Most UTIs occur from ascending bacterial infection. There are normal host defenses that protect the urinary tract from infection. Normal voiding washes bacteria out of the urinary tract before they can establish an infection. Normal canine and feline urine is bactericidal from high osmolality and extremes in pH . Urothelium has also intrinsic antibacterial properties. Mechanical factors including the urethral high pressure zone, length of urethra, ureteral peristalsis, and ureterovesical “flap valves” act as mechanical barriers to ascending UTI.
Urinalysis And Other Tests
Sometimes your vet will be able to analyze the urine sample at the clinic that day. The veterinary team may use an automated analyzer or a urine dipstick and manual microscopic examination of the urine to look for signs of a UTI.
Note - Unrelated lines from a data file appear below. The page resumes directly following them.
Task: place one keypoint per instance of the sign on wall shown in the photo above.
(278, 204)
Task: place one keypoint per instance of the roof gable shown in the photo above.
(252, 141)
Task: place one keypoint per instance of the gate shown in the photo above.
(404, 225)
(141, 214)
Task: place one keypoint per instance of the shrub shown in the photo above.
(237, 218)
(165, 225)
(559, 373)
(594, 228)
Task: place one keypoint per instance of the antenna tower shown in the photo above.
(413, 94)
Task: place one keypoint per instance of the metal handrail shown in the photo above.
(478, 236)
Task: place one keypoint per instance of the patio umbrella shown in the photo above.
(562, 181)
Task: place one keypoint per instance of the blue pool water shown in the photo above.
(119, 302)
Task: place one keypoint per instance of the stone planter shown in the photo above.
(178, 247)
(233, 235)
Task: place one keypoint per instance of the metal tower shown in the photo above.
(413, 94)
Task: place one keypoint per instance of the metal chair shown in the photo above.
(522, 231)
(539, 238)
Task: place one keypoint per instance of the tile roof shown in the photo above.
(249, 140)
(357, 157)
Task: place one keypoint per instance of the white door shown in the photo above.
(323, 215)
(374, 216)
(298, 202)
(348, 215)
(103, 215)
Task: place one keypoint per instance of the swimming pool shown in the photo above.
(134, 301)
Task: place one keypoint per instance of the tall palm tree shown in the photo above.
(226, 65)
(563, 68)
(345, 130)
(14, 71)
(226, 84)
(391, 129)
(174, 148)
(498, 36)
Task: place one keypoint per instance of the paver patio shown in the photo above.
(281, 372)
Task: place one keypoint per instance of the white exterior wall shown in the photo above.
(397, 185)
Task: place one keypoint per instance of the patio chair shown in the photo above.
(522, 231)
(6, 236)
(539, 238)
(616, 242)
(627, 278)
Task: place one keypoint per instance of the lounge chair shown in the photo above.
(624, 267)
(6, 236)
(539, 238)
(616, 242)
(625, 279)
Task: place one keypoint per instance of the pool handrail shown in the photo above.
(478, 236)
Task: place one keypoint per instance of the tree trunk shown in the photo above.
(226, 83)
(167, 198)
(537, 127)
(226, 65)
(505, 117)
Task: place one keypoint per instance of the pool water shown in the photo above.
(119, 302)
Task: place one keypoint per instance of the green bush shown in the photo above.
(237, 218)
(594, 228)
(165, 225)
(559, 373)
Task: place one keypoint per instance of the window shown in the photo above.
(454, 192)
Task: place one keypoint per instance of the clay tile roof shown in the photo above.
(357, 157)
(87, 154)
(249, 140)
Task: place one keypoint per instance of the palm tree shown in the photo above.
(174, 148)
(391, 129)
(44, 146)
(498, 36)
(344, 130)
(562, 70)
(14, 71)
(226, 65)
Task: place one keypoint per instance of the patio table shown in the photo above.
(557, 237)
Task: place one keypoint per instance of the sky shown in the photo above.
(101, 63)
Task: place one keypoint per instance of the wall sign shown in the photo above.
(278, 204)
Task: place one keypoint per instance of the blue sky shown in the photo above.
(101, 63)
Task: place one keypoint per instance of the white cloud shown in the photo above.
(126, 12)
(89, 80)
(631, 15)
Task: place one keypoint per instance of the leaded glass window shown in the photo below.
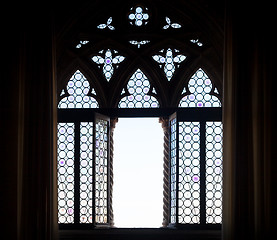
(169, 61)
(138, 16)
(139, 63)
(169, 24)
(200, 93)
(78, 93)
(140, 93)
(110, 60)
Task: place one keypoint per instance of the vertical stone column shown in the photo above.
(112, 127)
(249, 202)
(166, 172)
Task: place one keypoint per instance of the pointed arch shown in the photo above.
(78, 93)
(199, 92)
(138, 93)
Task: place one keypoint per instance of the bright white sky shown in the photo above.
(138, 173)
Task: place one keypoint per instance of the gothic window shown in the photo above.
(140, 93)
(139, 64)
(110, 60)
(169, 60)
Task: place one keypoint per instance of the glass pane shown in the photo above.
(200, 87)
(78, 90)
(140, 95)
(86, 169)
(101, 172)
(138, 16)
(169, 61)
(189, 172)
(213, 172)
(109, 60)
(65, 172)
(173, 169)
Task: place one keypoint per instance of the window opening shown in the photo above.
(138, 167)
(141, 93)
(108, 61)
(169, 61)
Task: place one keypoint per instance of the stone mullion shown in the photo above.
(112, 127)
(166, 172)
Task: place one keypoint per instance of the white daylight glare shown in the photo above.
(138, 173)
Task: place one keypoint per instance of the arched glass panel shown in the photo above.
(199, 92)
(138, 16)
(169, 60)
(79, 94)
(140, 93)
(110, 60)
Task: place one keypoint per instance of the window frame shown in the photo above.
(202, 115)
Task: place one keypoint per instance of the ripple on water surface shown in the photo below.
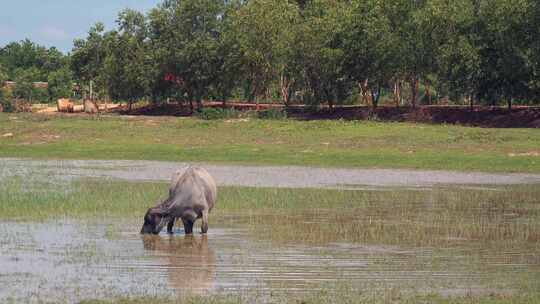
(79, 260)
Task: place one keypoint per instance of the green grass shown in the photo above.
(272, 142)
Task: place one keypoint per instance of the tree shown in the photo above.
(186, 34)
(60, 84)
(24, 88)
(264, 31)
(3, 75)
(370, 46)
(87, 59)
(127, 63)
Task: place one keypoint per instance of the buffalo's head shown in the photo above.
(154, 220)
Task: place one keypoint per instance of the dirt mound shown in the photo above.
(522, 117)
(492, 117)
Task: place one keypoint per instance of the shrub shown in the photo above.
(273, 114)
(6, 101)
(217, 113)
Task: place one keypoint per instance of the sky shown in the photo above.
(58, 22)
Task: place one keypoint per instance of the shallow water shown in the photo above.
(70, 261)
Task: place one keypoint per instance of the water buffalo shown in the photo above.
(192, 195)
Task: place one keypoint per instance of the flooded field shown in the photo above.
(262, 242)
(81, 260)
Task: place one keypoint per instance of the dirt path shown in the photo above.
(254, 176)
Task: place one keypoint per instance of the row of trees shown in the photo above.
(316, 51)
(26, 63)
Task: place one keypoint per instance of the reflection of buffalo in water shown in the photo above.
(190, 261)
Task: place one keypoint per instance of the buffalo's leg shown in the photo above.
(188, 226)
(204, 226)
(170, 225)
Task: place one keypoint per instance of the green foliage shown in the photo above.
(312, 52)
(217, 113)
(6, 100)
(60, 84)
(272, 114)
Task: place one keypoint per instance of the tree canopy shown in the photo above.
(312, 51)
If white blood cells, red blood cells, and bacteria are all present in the urine, this makes infection likely. The urinalysis also can look for crystals that may indicate bladder stones, check the concentration of the urine, and screen for abnormal levels of other substances such a protein or glucose.
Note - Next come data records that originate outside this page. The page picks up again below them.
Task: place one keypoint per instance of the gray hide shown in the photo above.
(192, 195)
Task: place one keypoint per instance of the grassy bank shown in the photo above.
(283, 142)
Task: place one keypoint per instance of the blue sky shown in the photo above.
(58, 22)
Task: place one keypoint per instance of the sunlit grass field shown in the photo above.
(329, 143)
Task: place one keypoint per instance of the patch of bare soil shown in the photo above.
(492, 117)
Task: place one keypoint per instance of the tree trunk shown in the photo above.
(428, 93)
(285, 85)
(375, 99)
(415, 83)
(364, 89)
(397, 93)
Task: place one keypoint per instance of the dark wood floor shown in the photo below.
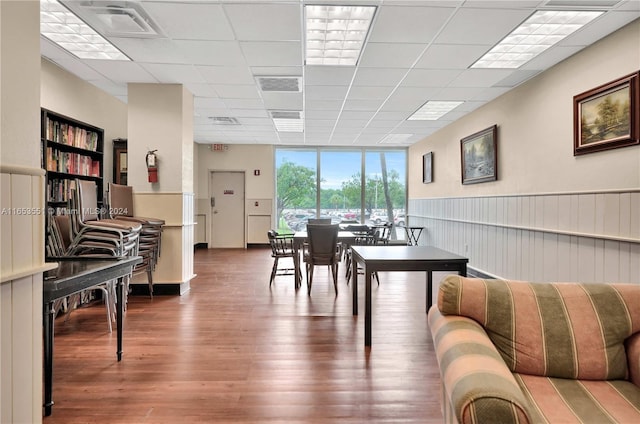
(232, 350)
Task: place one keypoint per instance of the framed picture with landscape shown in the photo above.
(427, 168)
(607, 117)
(479, 156)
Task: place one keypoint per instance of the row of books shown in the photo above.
(62, 133)
(71, 163)
(60, 190)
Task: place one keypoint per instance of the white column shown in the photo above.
(160, 117)
(22, 219)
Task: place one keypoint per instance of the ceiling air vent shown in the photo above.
(116, 18)
(287, 120)
(224, 120)
(281, 84)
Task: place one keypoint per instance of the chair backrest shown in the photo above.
(87, 204)
(120, 200)
(281, 245)
(322, 221)
(383, 233)
(323, 242)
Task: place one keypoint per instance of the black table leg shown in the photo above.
(48, 317)
(429, 289)
(367, 308)
(119, 314)
(354, 285)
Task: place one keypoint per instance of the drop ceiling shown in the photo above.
(226, 51)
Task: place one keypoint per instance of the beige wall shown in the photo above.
(535, 132)
(237, 157)
(65, 93)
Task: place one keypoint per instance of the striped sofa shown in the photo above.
(520, 352)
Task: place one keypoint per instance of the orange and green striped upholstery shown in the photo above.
(563, 400)
(563, 330)
(477, 385)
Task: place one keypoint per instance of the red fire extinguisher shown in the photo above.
(152, 166)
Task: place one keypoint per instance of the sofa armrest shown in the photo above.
(477, 382)
(632, 345)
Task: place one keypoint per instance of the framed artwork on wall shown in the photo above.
(607, 117)
(427, 168)
(479, 156)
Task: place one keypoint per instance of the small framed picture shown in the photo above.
(607, 117)
(427, 168)
(479, 156)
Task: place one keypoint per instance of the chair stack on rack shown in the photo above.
(281, 248)
(323, 249)
(120, 199)
(365, 236)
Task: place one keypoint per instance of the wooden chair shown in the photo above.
(322, 249)
(281, 248)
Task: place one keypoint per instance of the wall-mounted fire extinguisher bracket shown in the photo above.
(152, 165)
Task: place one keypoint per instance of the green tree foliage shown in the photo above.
(296, 187)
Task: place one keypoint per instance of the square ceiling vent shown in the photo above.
(280, 84)
(116, 18)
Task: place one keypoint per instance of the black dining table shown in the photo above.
(399, 258)
(73, 275)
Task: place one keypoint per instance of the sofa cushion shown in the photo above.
(566, 330)
(559, 400)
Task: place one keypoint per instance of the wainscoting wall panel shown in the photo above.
(588, 237)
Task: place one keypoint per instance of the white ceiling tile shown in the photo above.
(323, 105)
(150, 50)
(370, 105)
(326, 92)
(272, 53)
(229, 91)
(401, 24)
(244, 103)
(226, 74)
(265, 22)
(481, 26)
(121, 71)
(282, 101)
(430, 77)
(172, 73)
(191, 21)
(390, 55)
(201, 90)
(224, 53)
(480, 77)
(379, 76)
(365, 115)
(457, 93)
(369, 93)
(451, 56)
(78, 68)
If the clinic doesnt have the equipment for the urinalysis or other specialized tests are indicated based on the in-clinic urinalysis, your vet may send the sample to a diagnostic lab. The lab can analyze the sample and also perform a culture and sensitivity test. The urine culture reveals which bacteria are growing in the urine and the sensitivity test indicates which antibiotics are the most likely to be effective against that bacteria.